Final answer:
The midpoint of the line segment with endpoints (5,0) and (3,8) is calculated using the midpoint formula, resulting in (4,4), which corresponds to option C.
Step-by-step explanation:
The correct answer is option C. (4, 4). To find the midpoint of a line segment, we use the midpoint formula:
M = ( (x1 + x2) / 2 , (y1 + y2) / 2 )
In this case, the given endpoints are (5,0) and (3,8). Plugging the coordinates into the formula, we get:
M = ( (5 + 3) / 2 , (0 + 8) / 2 )
M = (8 / 2 , 8 / 2 )
M = (4, 4)
Therefore, the midpoint of the line segment with the given endpoints is (4, 4), making option C the correct choice.

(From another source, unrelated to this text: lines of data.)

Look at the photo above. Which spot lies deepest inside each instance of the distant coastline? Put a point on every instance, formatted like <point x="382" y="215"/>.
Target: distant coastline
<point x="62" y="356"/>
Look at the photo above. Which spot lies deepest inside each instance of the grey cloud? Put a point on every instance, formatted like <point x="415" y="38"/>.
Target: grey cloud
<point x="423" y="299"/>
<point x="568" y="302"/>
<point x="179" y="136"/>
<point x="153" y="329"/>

The midpoint of the line segment with the given endpoints (5,0) and (3,8) is (4,4).
To find the midpoint of a line segment, we use the midpoint formula: M = ((x1 + x2) / 2, (y1 + y2) / 2). In this case, the given endpoints are (5,0) and (3,8). Plugging the coordinates into the formula, we get: M = ((5 + 3) / 2, (0 + 8) / 2) = (8 / 2, 8 / 2) = (4, 4). Therefore, the midpoint of the line segment with the given endpoints is (4, 4).